NepaliBERT — Nepali Hate Content Classification

Fine-tuned NepaliBERT for multi-class hate content classification of Nepali social media text. The model is specifically optimized for Devanagari script Nepali and handles mixed-script inputs through a comprehensive preprocessing pipeline.

Model Description

This model was developed as part of a Bachelor of Computer Engineering final project at Khwopa College of Engineering, Tribhuvan University (February 2026). It classifies Nepali social media comments into four categories targeting different types of offensive content.

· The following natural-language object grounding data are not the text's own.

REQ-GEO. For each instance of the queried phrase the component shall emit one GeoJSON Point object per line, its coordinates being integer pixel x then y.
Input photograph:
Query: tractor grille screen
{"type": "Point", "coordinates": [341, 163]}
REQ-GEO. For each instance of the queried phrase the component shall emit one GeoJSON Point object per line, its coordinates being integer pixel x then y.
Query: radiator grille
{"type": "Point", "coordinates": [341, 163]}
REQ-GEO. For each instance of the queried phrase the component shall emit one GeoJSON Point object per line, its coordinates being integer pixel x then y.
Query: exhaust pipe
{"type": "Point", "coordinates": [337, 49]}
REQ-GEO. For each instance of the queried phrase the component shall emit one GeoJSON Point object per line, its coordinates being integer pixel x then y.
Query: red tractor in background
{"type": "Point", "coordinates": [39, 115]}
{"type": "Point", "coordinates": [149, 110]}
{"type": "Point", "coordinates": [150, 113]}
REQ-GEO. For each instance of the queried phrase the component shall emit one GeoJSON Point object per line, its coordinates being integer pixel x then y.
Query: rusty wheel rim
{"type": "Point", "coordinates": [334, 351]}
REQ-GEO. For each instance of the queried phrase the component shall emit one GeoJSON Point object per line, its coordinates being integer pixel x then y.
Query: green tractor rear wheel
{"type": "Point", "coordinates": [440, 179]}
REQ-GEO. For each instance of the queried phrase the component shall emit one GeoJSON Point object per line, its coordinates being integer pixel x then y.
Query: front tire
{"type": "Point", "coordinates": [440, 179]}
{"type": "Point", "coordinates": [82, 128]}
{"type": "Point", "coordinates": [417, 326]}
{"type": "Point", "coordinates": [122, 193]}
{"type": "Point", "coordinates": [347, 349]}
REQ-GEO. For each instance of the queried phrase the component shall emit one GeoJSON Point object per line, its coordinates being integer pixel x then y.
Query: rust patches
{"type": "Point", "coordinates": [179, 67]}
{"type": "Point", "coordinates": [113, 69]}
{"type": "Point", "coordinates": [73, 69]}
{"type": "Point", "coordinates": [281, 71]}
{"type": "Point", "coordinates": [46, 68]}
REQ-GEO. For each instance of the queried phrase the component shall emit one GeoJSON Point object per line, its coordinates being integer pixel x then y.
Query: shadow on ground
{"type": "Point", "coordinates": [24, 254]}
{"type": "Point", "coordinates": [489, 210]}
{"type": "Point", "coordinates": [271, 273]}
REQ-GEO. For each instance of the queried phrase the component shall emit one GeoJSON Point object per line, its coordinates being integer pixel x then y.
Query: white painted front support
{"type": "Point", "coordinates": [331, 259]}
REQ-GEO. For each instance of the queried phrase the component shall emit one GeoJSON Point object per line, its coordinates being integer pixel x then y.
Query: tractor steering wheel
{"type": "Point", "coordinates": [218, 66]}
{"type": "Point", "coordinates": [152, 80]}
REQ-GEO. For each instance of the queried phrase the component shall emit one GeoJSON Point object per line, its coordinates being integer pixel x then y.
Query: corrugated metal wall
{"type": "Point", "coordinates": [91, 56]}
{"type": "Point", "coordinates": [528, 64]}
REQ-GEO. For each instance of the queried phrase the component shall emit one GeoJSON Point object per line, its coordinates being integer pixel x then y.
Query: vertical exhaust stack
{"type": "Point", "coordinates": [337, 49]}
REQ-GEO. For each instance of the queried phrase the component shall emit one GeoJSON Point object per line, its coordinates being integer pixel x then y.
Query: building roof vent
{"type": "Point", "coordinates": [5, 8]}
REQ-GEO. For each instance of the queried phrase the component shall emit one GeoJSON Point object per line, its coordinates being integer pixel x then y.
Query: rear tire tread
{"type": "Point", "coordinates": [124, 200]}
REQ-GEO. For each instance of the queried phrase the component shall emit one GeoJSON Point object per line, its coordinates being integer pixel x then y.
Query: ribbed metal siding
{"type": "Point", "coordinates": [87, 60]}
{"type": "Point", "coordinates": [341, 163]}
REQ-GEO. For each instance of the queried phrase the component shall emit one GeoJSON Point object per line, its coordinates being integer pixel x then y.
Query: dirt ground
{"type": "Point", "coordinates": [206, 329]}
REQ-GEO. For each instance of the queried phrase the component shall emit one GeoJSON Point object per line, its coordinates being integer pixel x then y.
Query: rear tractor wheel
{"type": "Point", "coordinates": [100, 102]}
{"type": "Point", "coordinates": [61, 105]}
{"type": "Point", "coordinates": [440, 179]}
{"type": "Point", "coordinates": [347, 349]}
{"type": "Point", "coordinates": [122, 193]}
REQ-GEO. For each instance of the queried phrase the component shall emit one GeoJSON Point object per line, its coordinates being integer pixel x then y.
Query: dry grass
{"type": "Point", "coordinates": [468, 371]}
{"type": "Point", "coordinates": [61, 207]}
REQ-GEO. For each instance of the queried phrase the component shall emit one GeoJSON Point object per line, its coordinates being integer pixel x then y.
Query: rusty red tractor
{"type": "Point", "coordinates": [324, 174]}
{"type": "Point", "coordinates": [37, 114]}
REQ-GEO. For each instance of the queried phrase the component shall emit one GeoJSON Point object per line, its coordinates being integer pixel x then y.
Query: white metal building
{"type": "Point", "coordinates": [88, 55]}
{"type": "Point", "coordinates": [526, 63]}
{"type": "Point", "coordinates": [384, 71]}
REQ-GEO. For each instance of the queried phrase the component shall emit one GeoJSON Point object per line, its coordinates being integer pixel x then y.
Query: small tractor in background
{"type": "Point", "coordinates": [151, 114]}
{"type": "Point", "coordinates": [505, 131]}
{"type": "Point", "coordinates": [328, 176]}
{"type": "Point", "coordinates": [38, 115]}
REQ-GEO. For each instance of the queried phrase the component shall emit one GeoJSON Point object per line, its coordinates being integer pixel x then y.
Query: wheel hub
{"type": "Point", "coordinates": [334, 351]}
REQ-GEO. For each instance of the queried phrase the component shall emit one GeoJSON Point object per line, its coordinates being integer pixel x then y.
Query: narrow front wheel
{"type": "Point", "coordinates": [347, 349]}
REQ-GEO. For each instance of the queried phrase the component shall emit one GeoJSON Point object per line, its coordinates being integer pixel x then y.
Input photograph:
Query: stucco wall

Base model: Rajan/NepaliBERT (110M parameters, 12 transformer layers, pre-trained on a large Nepali corpus using masked language modelling)

Task: Multi-class text classification (4 classes)

Languages: Nepali (Devanagari primary), Romanized Nepali, code-mixed

Compared to XLM-RoBERTa Large (our other model): NepaliBERT's Nepali-specific pre-training gives it stronger Devanagari understanding and the best OR (Offensive-Racist) class F1 (0.4833) among all evaluated models. However, it has limited exposure to Romanized Nepali and English, making XLM-RoBERTa more robust on heavily code-mixed inputs.

Labels

ID	Label	Description
0	`NON_OFFENSIVE`	Text containing no offensive content
1	`OTHER_OFFENSIVE`	General offensive content not targeting specific groups
2	`OFFENSIVE_RACIST`	Content targeting individuals/groups based on ethnicity, race, or caste
3	`OFFENSIVE_SEXIST`	Content targeting individuals based on gender

Usage

from transformers import pipeline

classifier = pipeline(
    "text-classification",
    model="UDHOV/nepalibert-nepali-hate-classification"
)

# Devanagari input
classifier("यो राम्रो छ")

# Romanized Nepali (will be preprocessed via transliteration ideally)
classifier("yo ramro cha")

Or manually:

from transformers import AutoTokenizer, AutoModelForSequenceClassification
import torch

tokenizer = AutoTokenizer.from_pretrained("UDHOV/nepalibert-nepali-hate-classification")
model = AutoModelForSequenceClassification.from_pretrained("UDHOV/nepalibert-nepali-hate-classification")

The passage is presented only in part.